The smart grid markets in Southeast Asia, Australia and New Zealand are expected to generate revenues of US$3 billion by 2018, up from US$1.4 billion in 2011, and growth will be driven by those with well-developed industrial infrastructure.
A Frost & Sullivan study released on Thursday added countries with an advanced software market and a high acceptance for technology will help spur smart grid growth. It named Singapore and Australia as two ideal destinations for smart grid rollout, adding that the former has one of the most reliable electricity networks worldwide.
The importance of smart grids is increasing in the three markets as environmental agencies pressure governments to conserve resources, it said.

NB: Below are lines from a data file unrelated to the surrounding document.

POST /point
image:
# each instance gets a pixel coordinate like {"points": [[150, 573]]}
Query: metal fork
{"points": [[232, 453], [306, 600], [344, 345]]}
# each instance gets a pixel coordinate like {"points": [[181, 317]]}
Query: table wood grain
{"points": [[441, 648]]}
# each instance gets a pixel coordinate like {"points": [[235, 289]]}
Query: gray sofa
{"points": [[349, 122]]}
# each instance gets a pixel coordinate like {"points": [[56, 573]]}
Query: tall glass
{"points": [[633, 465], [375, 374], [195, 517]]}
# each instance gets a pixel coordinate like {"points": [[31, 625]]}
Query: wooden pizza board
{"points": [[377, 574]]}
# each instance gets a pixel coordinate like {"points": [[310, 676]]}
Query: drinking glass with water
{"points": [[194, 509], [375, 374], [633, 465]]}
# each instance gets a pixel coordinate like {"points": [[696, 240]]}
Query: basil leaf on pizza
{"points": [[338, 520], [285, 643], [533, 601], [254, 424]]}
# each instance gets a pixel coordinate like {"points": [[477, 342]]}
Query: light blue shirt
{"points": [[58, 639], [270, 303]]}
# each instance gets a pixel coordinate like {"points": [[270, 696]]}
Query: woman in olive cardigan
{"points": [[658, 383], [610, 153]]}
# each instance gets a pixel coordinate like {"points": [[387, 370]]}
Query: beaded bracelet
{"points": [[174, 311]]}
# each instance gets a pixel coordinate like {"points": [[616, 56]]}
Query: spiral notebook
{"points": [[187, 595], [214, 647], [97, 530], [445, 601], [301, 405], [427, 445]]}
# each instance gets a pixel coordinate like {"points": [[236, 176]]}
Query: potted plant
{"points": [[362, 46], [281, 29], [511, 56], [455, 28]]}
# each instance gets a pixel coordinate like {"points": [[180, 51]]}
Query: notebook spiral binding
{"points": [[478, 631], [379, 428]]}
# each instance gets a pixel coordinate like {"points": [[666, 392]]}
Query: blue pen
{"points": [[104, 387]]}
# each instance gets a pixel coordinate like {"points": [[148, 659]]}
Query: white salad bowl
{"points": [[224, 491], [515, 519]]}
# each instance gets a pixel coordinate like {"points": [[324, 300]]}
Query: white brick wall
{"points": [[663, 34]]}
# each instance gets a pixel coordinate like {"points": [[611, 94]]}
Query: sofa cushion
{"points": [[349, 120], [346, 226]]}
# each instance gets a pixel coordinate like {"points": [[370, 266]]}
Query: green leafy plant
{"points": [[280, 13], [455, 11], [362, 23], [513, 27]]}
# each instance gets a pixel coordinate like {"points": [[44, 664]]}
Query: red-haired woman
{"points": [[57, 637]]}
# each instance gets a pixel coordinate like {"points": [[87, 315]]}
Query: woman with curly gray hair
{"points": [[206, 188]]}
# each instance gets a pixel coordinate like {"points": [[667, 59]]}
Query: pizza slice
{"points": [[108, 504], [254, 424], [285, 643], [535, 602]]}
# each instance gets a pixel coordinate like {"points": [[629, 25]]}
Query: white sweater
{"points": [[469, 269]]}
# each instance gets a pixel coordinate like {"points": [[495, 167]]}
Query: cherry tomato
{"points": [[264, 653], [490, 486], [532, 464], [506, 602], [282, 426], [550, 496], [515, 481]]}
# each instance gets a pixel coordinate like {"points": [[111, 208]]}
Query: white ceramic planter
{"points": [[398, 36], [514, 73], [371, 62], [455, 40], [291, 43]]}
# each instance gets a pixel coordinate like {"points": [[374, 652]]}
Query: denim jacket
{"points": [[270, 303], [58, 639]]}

This is because smart grids can help reduce and ease the load on conventional electricity grids and auxiliary power plants, for example, allowing an electric utility to draw power from several solar installations. Smart grids also enable countries to comply with emission norms, Krishnan Ramanathan, research analyst at Frost & Sullivan, said in the report.

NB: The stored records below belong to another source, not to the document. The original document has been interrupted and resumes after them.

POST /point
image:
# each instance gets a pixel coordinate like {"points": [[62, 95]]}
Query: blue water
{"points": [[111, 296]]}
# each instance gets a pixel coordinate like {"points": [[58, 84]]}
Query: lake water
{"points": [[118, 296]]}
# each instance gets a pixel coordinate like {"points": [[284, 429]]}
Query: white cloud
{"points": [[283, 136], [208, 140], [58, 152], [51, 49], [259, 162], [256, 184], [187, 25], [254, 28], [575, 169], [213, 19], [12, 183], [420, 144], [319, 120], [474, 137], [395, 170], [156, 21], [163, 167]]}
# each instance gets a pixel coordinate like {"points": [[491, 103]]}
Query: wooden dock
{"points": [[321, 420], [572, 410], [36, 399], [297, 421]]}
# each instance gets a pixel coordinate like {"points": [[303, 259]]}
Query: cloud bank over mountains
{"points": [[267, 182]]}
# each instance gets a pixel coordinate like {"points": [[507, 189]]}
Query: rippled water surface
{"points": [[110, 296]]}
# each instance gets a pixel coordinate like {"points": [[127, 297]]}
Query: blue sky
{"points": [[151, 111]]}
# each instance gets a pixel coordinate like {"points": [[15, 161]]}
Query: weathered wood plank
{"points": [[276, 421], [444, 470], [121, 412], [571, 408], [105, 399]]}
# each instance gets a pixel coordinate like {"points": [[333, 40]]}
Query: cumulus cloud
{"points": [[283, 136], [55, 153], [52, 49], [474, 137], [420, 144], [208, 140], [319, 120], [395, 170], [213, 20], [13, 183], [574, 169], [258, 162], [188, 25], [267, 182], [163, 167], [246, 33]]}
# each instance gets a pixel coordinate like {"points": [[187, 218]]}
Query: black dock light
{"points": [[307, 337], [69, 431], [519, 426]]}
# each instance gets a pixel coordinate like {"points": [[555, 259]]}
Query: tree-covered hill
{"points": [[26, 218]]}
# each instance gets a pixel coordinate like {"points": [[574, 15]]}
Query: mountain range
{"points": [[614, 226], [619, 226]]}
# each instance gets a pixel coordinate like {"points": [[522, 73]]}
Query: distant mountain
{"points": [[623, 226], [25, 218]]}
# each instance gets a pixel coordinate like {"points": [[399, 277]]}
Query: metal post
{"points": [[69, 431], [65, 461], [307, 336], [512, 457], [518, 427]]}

Densely-populated countries such as Singapore and Indonesia are making significant investments in smart grid technologies, thereby creating a huge market for telecom operators, equipment manufacturers and other service providers, it added.
Ramanathan also noted there has been a growing realization that several industries must grow in tandem to make the most of a smart grid system. This has promoted greater investments in software and IT services for smart grid with help from real-time data analysis, he said.
However, smart grid technology does face some opposition, the report stated. One of the concerns center on how automated grid systems might be subject to attacks that could cause it collapse, which would compel companies to spend more on security systems, it said.